Following Jurgen Klopp’s revolution at Anfield, Liverpool have since found themselves the joint-most dominant force in England. Second, in Premier League titles, to Pep Guardiola’s relentless Manchester City outfit.
18 points now separate the Reds (with a game in hand) from the Sky Blues, but that pales in comparison to the 41-point gap to the Red Devils in 14th.
A hardly surprising gulf, particularly when one passes a cursory eye over the comparative cultures at Manchester United and Liverpool.
(Photo by Carl Recine/Getty Images)
It’s perhaps more telling of the rivalry we’ve seen Liverpool develop with City that our title tally hasn’t really entered the narrative.
A win against Tottenham on Sunday – presuming Arsenal don’t suffer a defeat at the Emirates to Crystal Palace on Wednesday night – would see us lift a 20th league title. An achievement that would see us match the 20 titles Manchester United have amassed over the course of their 147-year history.
Matching our former bitter arch rivals, however, as Oliver Kay rightly pointed out on The Athletic, hasn’t been an obsession.
For Sir Alex Ferguson and the United contingent, the idea of ‘knocking them off their f***ing perch’ was a limitless source of fuel.
We don’t want to speak for every Liverpool fan here at Empire of the Kop, but Manchester United have hardly popped into mind over the course of the 2024/25 season.
We can safely bank on the likes of Arsenal and Man City improving their fortunes next term.
However, it would be foolish to overlook the potential of a Liverpool side that Arne Slot has made a great deal more competitive.

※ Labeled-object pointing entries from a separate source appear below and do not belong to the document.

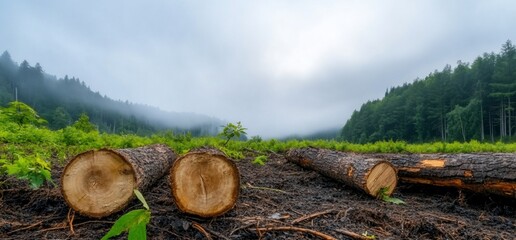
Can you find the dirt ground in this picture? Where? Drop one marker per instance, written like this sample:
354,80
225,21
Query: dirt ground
277,201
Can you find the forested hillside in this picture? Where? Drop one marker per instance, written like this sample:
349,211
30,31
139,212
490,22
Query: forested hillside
470,101
61,102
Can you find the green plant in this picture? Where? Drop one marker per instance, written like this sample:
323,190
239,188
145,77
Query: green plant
232,130
382,194
135,222
260,160
35,170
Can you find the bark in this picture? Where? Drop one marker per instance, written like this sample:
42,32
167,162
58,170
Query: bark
98,183
205,183
359,171
480,172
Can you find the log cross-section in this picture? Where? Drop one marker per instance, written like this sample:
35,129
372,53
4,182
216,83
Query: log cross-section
367,174
98,183
493,173
205,183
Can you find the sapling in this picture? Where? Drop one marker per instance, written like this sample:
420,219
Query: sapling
232,130
135,222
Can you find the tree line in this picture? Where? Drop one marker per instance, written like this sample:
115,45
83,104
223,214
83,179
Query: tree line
61,101
469,102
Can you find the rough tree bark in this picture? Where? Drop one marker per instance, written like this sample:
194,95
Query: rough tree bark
205,183
365,173
98,183
480,172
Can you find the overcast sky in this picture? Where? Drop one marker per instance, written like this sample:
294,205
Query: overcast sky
280,67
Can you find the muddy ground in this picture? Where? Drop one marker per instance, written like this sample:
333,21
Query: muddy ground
279,194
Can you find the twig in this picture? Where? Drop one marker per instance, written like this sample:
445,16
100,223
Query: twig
78,224
248,185
25,228
217,234
286,228
351,234
240,228
313,215
201,229
164,230
70,220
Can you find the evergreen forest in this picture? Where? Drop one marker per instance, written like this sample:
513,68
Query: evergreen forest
472,101
61,101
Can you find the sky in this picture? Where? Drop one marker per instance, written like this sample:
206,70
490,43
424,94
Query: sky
279,67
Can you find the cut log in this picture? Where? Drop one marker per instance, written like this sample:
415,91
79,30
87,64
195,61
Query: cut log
205,183
98,183
367,174
493,173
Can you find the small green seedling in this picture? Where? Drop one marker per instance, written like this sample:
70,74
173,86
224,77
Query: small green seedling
232,130
135,222
382,194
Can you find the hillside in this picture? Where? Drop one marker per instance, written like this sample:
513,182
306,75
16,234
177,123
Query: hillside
61,101
470,101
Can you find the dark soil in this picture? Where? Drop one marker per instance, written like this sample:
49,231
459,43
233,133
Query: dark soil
278,194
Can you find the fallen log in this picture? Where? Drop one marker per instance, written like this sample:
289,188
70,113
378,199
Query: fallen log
493,173
205,183
98,183
359,171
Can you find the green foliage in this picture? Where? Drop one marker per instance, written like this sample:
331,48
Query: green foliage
22,114
232,130
382,195
35,170
260,160
135,222
84,124
467,102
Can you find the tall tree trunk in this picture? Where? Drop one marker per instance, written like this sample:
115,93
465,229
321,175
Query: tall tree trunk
509,117
365,173
98,183
462,128
482,137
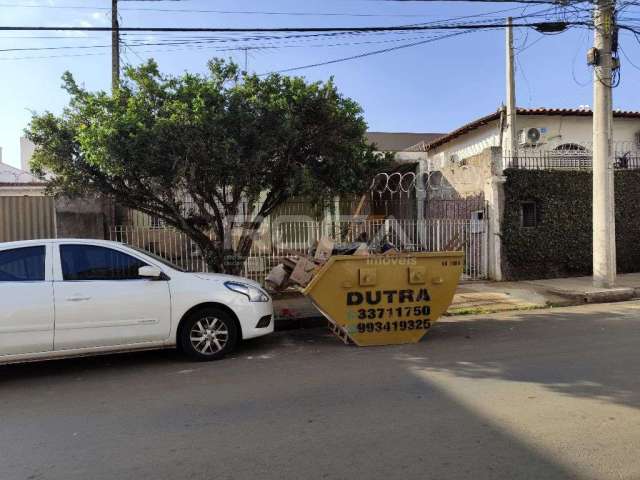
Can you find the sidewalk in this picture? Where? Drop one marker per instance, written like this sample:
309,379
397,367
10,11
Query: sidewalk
294,310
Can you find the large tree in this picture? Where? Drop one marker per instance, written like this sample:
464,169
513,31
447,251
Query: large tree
192,149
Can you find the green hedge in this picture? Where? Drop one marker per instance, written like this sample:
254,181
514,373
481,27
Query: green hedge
560,245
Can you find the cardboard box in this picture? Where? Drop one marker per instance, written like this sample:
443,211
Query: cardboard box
362,250
323,250
303,273
278,277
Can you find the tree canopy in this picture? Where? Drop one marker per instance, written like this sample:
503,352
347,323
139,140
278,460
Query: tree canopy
191,149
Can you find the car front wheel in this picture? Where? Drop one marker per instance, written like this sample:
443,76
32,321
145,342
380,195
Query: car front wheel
208,334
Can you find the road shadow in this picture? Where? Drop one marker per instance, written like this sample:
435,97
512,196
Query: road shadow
579,353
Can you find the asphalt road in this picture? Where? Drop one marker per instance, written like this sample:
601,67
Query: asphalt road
551,394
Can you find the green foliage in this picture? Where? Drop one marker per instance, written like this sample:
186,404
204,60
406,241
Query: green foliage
561,244
218,140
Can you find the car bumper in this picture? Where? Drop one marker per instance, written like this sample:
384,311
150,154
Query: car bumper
252,318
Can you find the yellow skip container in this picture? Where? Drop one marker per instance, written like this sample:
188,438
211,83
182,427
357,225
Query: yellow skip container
385,299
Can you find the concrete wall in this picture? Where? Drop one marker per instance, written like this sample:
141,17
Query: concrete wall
466,178
464,146
83,217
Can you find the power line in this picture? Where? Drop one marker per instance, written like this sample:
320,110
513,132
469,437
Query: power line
366,54
291,29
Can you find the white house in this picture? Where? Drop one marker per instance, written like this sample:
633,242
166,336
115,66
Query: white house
469,161
17,183
541,129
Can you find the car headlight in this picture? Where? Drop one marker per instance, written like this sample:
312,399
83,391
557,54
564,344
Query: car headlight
254,294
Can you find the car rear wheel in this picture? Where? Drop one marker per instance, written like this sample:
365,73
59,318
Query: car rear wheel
208,334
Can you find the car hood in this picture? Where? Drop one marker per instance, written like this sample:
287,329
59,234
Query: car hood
221,277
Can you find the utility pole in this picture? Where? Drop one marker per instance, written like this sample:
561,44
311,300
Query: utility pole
604,228
511,142
115,47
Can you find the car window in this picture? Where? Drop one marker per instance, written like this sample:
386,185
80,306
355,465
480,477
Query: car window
90,262
22,264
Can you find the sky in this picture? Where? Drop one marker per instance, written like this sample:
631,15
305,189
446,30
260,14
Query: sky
433,87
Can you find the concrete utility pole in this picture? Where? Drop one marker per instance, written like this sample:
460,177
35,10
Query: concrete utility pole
115,47
511,141
604,228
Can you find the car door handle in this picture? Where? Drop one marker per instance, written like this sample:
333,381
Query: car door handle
78,298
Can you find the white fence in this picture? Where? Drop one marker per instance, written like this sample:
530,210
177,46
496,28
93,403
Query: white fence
289,236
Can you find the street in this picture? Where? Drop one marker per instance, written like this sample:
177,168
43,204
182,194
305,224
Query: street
544,394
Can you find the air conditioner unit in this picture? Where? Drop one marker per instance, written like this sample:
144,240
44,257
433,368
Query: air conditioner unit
531,136
477,224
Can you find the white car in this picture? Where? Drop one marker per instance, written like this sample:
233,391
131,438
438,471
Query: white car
62,298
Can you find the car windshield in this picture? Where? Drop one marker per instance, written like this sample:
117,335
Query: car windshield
164,261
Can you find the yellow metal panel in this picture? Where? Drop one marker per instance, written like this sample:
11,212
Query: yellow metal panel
408,293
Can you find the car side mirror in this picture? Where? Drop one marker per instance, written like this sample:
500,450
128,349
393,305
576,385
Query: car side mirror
153,273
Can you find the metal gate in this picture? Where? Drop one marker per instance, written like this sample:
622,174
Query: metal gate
296,235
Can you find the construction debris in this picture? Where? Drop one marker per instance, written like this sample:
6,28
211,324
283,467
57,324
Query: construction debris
324,250
277,278
297,270
303,273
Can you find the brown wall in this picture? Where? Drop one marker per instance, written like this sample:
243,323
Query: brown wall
25,218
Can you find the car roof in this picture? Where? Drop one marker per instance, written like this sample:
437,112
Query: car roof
41,241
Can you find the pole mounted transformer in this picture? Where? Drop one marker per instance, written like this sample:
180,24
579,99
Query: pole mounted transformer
115,47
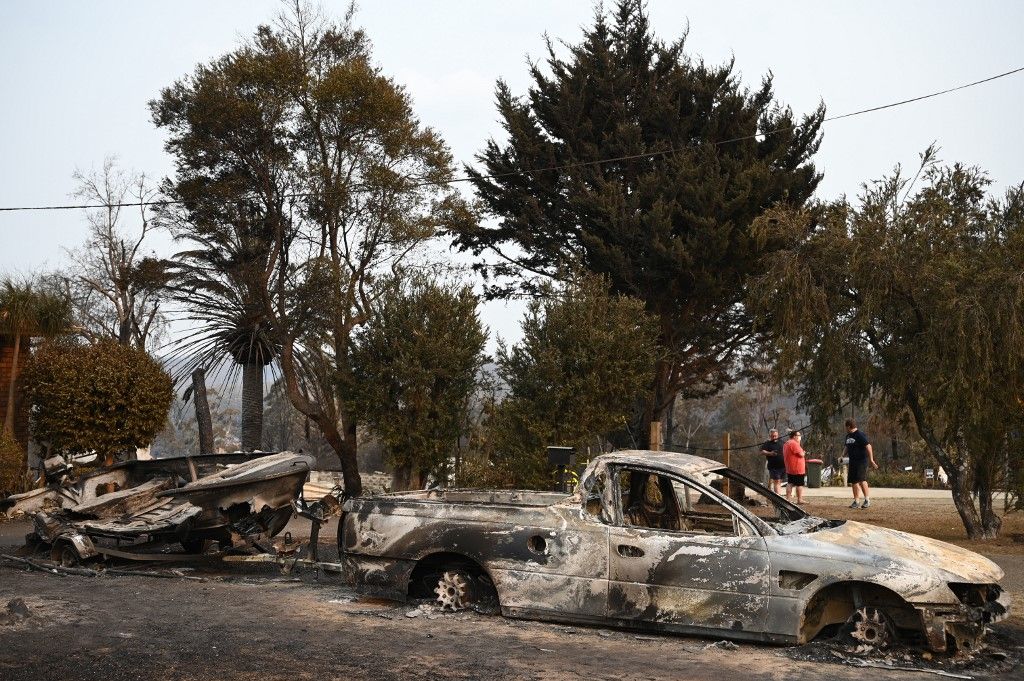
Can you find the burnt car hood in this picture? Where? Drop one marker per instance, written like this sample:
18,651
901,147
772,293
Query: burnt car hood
890,549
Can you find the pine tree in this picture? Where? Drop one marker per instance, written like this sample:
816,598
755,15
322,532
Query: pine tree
668,219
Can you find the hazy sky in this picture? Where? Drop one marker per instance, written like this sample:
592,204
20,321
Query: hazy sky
76,78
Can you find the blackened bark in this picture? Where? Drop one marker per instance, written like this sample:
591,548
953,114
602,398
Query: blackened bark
252,406
960,478
203,419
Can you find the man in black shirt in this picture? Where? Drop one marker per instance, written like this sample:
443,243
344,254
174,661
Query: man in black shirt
772,451
858,450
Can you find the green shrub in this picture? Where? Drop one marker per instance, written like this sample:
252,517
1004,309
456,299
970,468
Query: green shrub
11,462
105,397
900,480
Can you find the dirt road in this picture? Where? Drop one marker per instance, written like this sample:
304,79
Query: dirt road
247,623
269,628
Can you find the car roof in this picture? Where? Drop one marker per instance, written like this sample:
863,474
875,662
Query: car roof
686,464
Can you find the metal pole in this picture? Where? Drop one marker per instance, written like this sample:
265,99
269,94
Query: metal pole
725,460
655,435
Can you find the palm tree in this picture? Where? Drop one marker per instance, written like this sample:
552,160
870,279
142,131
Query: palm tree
217,285
28,309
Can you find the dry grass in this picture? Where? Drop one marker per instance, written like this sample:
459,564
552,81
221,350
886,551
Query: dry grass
931,517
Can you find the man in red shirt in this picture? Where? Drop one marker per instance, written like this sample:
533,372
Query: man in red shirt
796,466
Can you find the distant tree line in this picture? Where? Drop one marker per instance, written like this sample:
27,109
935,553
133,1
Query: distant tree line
656,212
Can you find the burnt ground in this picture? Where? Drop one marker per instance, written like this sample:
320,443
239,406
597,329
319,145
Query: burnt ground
249,622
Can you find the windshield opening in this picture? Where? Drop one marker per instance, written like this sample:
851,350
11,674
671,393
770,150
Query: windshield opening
757,499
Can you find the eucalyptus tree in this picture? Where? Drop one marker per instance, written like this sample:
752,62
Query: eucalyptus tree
585,359
635,161
912,297
302,128
115,286
416,367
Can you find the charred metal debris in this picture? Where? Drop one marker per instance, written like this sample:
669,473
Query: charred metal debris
670,542
225,506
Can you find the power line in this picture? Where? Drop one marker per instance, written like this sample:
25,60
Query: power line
582,164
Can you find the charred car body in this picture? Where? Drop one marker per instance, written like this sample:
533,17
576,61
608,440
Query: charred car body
676,543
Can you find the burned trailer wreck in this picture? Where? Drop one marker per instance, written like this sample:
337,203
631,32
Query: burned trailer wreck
229,499
675,543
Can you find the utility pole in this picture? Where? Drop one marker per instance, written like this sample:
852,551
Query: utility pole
725,460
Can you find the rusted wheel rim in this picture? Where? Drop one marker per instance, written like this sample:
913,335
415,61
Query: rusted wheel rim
870,626
453,591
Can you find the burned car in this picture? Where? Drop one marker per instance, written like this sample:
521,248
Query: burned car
675,543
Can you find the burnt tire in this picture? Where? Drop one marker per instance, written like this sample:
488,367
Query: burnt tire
869,626
460,589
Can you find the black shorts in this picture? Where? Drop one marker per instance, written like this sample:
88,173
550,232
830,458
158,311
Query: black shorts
857,472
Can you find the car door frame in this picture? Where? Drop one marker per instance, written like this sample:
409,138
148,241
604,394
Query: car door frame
685,581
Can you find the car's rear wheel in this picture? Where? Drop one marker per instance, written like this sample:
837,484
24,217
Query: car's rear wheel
870,626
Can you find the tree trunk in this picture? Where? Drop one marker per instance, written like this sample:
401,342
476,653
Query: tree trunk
962,496
8,419
252,407
343,444
203,419
958,475
658,402
990,520
401,477
344,447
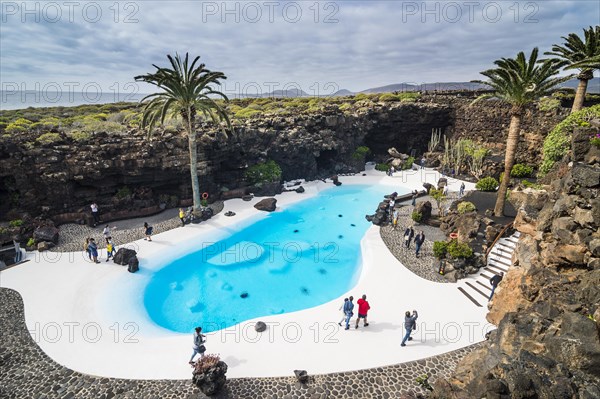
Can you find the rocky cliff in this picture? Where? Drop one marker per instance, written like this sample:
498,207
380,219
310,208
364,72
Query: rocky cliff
547,344
128,171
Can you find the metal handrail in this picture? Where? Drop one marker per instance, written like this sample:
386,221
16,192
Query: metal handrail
499,236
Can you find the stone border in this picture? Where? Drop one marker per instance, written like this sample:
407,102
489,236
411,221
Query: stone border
72,236
394,240
26,371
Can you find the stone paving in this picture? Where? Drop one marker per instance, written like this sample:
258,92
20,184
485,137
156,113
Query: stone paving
425,265
72,236
27,372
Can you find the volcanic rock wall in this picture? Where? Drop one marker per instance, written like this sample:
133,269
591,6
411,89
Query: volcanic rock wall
547,309
128,172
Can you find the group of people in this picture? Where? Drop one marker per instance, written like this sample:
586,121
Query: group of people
91,247
348,309
410,319
409,234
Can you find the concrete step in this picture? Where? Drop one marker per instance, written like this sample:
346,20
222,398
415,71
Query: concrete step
461,289
498,265
487,287
489,270
483,294
506,242
495,269
502,254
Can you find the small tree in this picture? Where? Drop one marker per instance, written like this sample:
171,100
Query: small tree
440,198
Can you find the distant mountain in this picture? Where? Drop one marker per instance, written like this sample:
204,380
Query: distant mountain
289,93
593,85
425,87
342,92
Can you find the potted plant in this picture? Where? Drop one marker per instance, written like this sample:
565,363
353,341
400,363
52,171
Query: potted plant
209,374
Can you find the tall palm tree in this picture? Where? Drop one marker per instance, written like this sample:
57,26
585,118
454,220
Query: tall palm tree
185,90
581,55
519,82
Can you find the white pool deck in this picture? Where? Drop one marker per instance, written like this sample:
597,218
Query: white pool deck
90,317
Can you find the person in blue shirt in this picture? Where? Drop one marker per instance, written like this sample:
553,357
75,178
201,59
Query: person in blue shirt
348,308
410,324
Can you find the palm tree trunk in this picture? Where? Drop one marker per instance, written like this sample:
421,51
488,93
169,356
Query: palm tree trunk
509,161
193,148
579,95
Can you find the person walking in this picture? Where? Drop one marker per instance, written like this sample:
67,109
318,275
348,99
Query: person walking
86,248
343,312
148,231
410,324
395,217
348,311
419,240
182,216
106,231
93,248
494,281
110,248
363,308
409,233
199,348
95,216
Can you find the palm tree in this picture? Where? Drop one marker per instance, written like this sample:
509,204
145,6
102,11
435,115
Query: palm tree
584,56
185,90
519,82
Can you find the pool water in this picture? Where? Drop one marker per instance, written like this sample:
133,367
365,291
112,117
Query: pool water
298,258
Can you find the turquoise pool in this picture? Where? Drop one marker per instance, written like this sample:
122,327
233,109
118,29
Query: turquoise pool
294,259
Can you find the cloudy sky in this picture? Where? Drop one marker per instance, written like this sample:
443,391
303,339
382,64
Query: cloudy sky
317,46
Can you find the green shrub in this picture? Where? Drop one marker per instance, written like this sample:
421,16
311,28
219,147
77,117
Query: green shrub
408,163
16,223
528,184
548,104
416,216
123,192
266,172
521,170
382,167
459,250
557,142
246,113
423,381
389,97
20,125
487,184
79,136
360,153
440,248
465,207
49,138
345,107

That’s without serious investment in the summer either. Bear in mind that Giorgi Mamardashvili (£29m) won’t arrive at the club until the summer, whilst Federico Chiesa (£10m) has barely played a role.
This is fundamentally still Jurgen Klopp’s team, with a few tweaks in playing style.
Assuming that we recruit well this summer, which seems a given in light of the quality of decision-makers behind the scenes, we’re expecting this Liverpool side to challenge for the Premier League title again.
Manchester United, meanwhile, will more than likely spend the next few years looking upwards, and thinking wistfully of an increasingly distant time when Ferguson had them peering in the opposite direction.